Zoe Harper has won a place on a TV cookery competition, one specialising in baking, (similar I suppose to The Great British Bake Off). On her way to the country house where the competition is to be held Zoe comes across Gideon Irving who has put his car into a ditch. She realises he's a judge for the competition but somehow can't help falling for him over the next few weeks. It's against the rules of course, how can he not be biased if he's involved with a competitor? Zoe's room mate is Cher who is determined to win at all costs. Zoe needs to keep her involvement with Gideon a secret from Zoe, while still concentrating on winning the competition, *and* trying to help out the pregnant couple who own the country house. Could things possibly be more complicated?

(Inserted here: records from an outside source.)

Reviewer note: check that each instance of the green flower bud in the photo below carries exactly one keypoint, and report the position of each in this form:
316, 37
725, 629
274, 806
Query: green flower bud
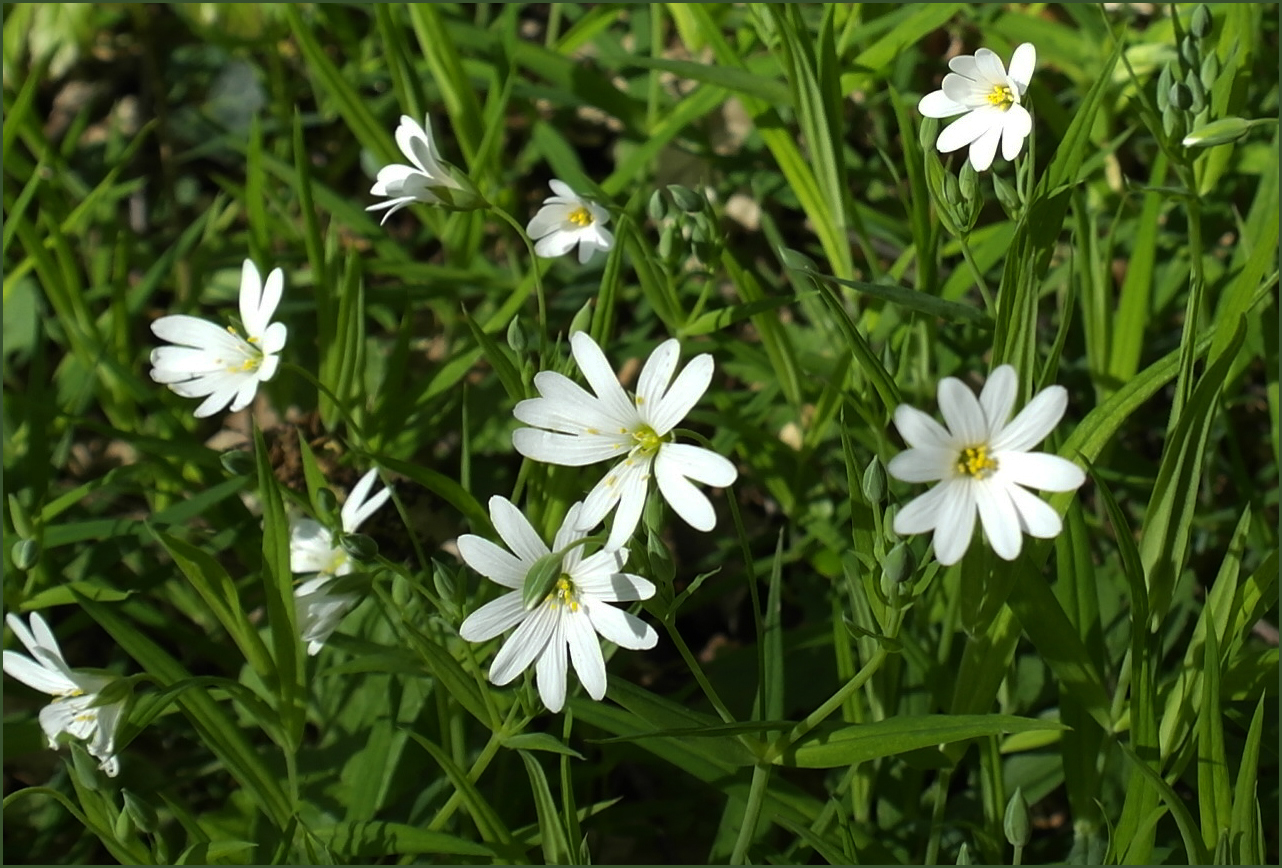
517, 336
873, 482
1200, 23
237, 462
657, 208
358, 545
1218, 132
1015, 823
686, 199
24, 554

Not my favourite, Katie Fforde by any means. I found the idea that a competitor would knowingly jeopardise her position in a cookery competition, a bit far-fetched. And really... no matter how you look at it... it *is* cheating. I don't mind suspending disbelief when reading a romance but this was just plain silly. That said, it got a bit better towards the end and I was glad I'd persevered. Other Katie Ffordes have been much better than this.
Next, Point of Knives by Melissa Scott and Lisa A. Barnet.
A father and son, suspected of being 'summer-sailors', ie: pirates, are both murdered on the same night and Philip Eslingen is found standing over them. Philip helped Nicholas Rathe solve the mysterious disappearance of over eighty children in Point of Hopes and the two became romantically involved. They then split up when their respective bosses ordered them to because of conflict of interest. Eslingen's innocence is easy to prove but there still remains the question of the two dead men. Philip and Nico join forces once again so solve the murders.
I like this series a lot. Point of Knives is actually a novella sandwiched between the first book, Point of Hopes and book two, Point of Dreams. It's unusual for a fantasy series to focus on a same sex relationship but it makes a refreshing change. This is not an explicit book but the romantic aspect does come more to the fore than in the first book. I enjoyed it very much and liked that aspect of it more than the murder mystery, though that was good as well. I'm now looking forward to reading Point of Dreams early in the New Year.
Next, Once Upon a Christmas by Sarah Morgan. This in my book 35 for Bev's Mount TBR challenge.
Seven year old Lizzie has written to Santa to request a daddy for Christmas. Her mother, Bryony, is dismayed. She's been in love with Jack, a best friend to her two brothers, for most of her life. Jack treats her like a little sister and will never love her in the way she wants, so it seems she will have to start dating. But Jack's reaction to this is unexpected. He interferes, puts obstacles in her way, is a confounded nuisance in fact, until Bryony is at her wit's end. How will she ever find a dad for Lizzie if Jack continues to behave in this manner?
The answer of course is pretty obvious, as it should be with a Mills and Boon romance. LOL! I won this in a book draw last year and saved it for this Christmas. It's actually two books in one. Part one tells Bryony and Jack's story, part two tells the story of Helen, Bryony's best friend from London, who comes to stay in The Lake District after her fiance runs off with another woman, just weeks before the wedding. I have to say I enjoyed both books quite a lot. The reason for this is that the setting of a snowy Christmas/winter in The Lake District is absolutely delightful. The author clearly knows the area well and also knows about the work of NHS doctors and nurses and especially those who volunteer for mountain rescue work. I found it fascinating to be honest and the romance added a nice touch even though you'd have to be pretty stupid not to know who is going to end up with whom. A perfect read for the time of year.
So that's me caught up. Hope everyone reading this has a very Happy Christmas.